• Zhonghua nei ke za zhi · Oct 2014

    [The effects of Peking Union Medical College Hospital Critical Ultrasonic Management scheme on the etiological diagnosis of dyspnea and/or hemodynamic instability in ICU patients].

    • Xiaoting Wang, Hua Zhao, Dawei Liu, Hongmin Zhang, Wei Du, Wenzhao Chai, Qing Zhang, Yangong Chao, Wanhong Yin, Lina Zhang, Chunxian Wang, and China Critical Ultrasound Study Group (CCUSG).
    • Department of Critical Care Medicine, Peking Union Medical College Hospital, Peking Union Medical College, Chinese Academy of Medical Sciences,Beijing 100730, China. Email:dwliu98@163.com.
    • Zhonghua Nei Ke Za Zhi. 2014 Oct 1;53(10):793-8.

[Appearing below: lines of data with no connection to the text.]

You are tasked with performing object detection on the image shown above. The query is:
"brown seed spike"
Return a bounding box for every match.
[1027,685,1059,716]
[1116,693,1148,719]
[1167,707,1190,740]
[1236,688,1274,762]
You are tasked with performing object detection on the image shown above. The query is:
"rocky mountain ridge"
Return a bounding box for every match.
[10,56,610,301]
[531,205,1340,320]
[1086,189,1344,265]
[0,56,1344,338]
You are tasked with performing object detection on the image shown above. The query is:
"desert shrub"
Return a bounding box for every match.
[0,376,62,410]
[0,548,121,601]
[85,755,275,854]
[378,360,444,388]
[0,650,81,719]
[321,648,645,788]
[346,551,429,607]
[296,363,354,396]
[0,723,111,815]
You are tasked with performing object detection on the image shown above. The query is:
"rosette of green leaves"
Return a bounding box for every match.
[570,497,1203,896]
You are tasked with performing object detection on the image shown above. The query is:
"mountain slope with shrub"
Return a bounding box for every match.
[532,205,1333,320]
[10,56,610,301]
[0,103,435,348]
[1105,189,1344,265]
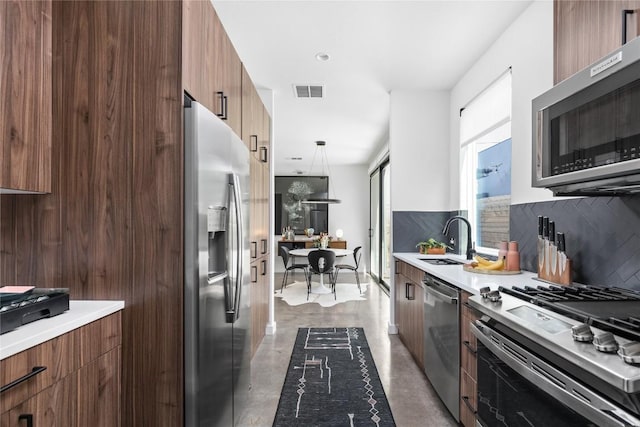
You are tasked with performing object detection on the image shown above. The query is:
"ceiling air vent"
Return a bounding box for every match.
[293,85,324,98]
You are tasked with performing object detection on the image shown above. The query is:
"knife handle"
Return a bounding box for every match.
[556,232,565,252]
[538,215,543,237]
[542,216,549,239]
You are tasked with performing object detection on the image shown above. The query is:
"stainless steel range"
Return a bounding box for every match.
[469,285,640,426]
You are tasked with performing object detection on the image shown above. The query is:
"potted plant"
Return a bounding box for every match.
[416,238,451,255]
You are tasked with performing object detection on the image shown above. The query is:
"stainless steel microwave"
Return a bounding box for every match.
[532,37,640,196]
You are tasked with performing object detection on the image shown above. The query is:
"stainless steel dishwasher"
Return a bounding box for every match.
[423,273,460,421]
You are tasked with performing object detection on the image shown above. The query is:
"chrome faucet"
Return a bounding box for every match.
[442,215,476,259]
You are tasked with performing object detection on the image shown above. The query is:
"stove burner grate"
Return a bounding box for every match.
[499,285,640,341]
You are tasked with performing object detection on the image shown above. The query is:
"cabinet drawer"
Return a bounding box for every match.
[2,373,76,427]
[0,330,80,413]
[0,312,122,414]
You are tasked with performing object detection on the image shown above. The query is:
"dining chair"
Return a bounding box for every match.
[336,246,362,293]
[280,246,309,292]
[307,249,337,301]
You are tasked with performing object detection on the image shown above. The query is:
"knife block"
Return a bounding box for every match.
[537,258,573,285]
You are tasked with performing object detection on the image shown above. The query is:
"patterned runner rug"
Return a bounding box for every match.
[273,328,395,427]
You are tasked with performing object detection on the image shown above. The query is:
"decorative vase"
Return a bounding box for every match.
[507,241,520,271]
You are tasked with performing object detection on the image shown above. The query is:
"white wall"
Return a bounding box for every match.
[450,0,553,210]
[389,90,450,211]
[273,164,369,270]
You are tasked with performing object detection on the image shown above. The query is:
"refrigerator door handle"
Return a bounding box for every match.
[230,174,244,322]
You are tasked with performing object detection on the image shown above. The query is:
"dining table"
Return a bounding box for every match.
[289,248,353,294]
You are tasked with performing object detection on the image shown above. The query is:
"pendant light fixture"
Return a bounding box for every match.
[302,141,342,204]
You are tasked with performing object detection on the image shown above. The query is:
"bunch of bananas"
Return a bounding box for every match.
[471,255,504,271]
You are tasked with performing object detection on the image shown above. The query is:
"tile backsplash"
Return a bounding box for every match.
[510,197,640,290]
[393,197,640,290]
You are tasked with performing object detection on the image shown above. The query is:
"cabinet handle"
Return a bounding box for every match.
[405,282,416,301]
[0,366,47,393]
[622,9,636,44]
[462,396,478,415]
[18,414,33,427]
[216,92,228,120]
[462,341,478,354]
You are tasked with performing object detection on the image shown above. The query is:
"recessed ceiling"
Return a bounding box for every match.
[212,0,531,174]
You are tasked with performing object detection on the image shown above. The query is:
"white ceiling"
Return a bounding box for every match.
[212,0,531,175]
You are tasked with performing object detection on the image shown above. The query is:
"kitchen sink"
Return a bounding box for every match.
[420,258,464,265]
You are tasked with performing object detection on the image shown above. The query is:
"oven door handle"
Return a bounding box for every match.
[470,320,640,427]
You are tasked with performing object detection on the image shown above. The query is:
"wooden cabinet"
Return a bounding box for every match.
[0,0,52,193]
[242,67,271,355]
[553,0,640,83]
[250,256,271,357]
[182,1,242,135]
[395,261,424,369]
[0,312,122,427]
[460,291,480,427]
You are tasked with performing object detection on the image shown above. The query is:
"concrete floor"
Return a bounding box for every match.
[240,274,457,427]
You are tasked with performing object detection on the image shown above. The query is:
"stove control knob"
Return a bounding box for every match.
[618,341,640,364]
[571,323,593,342]
[593,332,618,353]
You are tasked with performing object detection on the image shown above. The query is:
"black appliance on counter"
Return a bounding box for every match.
[469,285,640,427]
[0,288,69,334]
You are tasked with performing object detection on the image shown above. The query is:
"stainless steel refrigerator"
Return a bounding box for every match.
[184,97,251,427]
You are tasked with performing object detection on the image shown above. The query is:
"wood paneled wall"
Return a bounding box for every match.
[0,0,52,192]
[0,1,183,426]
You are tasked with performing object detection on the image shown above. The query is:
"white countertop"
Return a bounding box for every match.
[0,301,124,360]
[393,252,540,294]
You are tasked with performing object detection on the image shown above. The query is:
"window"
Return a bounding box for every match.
[460,70,511,254]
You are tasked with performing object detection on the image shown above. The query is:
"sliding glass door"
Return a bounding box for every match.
[369,160,391,288]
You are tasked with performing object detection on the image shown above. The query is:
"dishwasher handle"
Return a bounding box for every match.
[424,283,458,304]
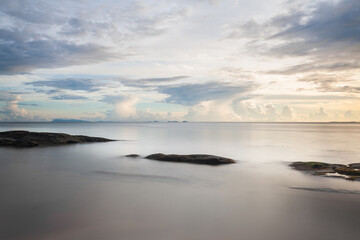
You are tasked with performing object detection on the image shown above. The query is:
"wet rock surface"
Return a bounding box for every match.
[145,153,236,166]
[290,162,360,181]
[0,131,115,147]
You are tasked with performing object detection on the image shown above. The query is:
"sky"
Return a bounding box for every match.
[0,0,360,122]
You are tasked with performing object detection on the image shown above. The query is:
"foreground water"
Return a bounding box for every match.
[0,123,360,240]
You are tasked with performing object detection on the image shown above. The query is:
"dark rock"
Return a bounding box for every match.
[335,167,360,177]
[146,153,236,165]
[349,163,360,169]
[290,162,360,180]
[125,154,141,158]
[0,131,114,147]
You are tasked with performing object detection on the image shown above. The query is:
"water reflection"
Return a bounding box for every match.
[0,123,360,240]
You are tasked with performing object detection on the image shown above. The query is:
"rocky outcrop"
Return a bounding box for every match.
[145,153,235,165]
[125,154,141,158]
[290,162,360,180]
[0,131,114,147]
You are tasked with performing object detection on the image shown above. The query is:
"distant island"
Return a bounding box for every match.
[51,118,90,123]
[0,131,115,147]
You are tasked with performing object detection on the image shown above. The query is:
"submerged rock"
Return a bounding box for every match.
[145,153,236,165]
[290,162,360,180]
[0,131,115,147]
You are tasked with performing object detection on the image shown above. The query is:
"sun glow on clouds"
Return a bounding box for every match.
[0,0,360,121]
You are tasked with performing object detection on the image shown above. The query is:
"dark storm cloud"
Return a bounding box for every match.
[158,82,256,106]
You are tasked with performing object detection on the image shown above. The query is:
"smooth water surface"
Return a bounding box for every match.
[0,123,360,240]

    ObjectiveTo investigate the effects of Peking Union Medical College Hospital (PUMCH) Critical Ultrasonic Management (PCUM) scheme on the etiological diagnosis and treatment decisions for the patients with dyspnea and/or hemodynamic instability in ICU.MethodsPatients who suffered from dyspnea and/or hemodynamic instability in PUMCH ICU were included in this study. The time to preliminary diagnosis, time to final diagnosis, diagnostic accuracy, time to accurate treatment, time to consultation with other specialties, time to other examinations were recorded.ResultsA total of 129 patients were included in this study. In patients applied with PCUM scheme, time to preliminary diagnosis, final diagnosis and accurate treatment were (15 ± 6)min, (65 ± 16)min and (34 ± 14)min respectively, and the accuracy of diagnosis was 93.0%. PCUM patients had high sensitivity and specificity for the diagnosis of acute respiratory distress syndrome (ARDS)(sensitivity 90.2%/specificity 93.6%), distributive shock(sensitivity 92.5%/specificity 93.6%) and pulmonary edema(sensitivity 93.4%/specificity 92.7%) etc.ConclusionsThe PCUM scheme is associated with short time to preliminary diagnosis and high diagnostic accuracy and could improve the treatment for patients with dyspnea and/or hemodynamic instability.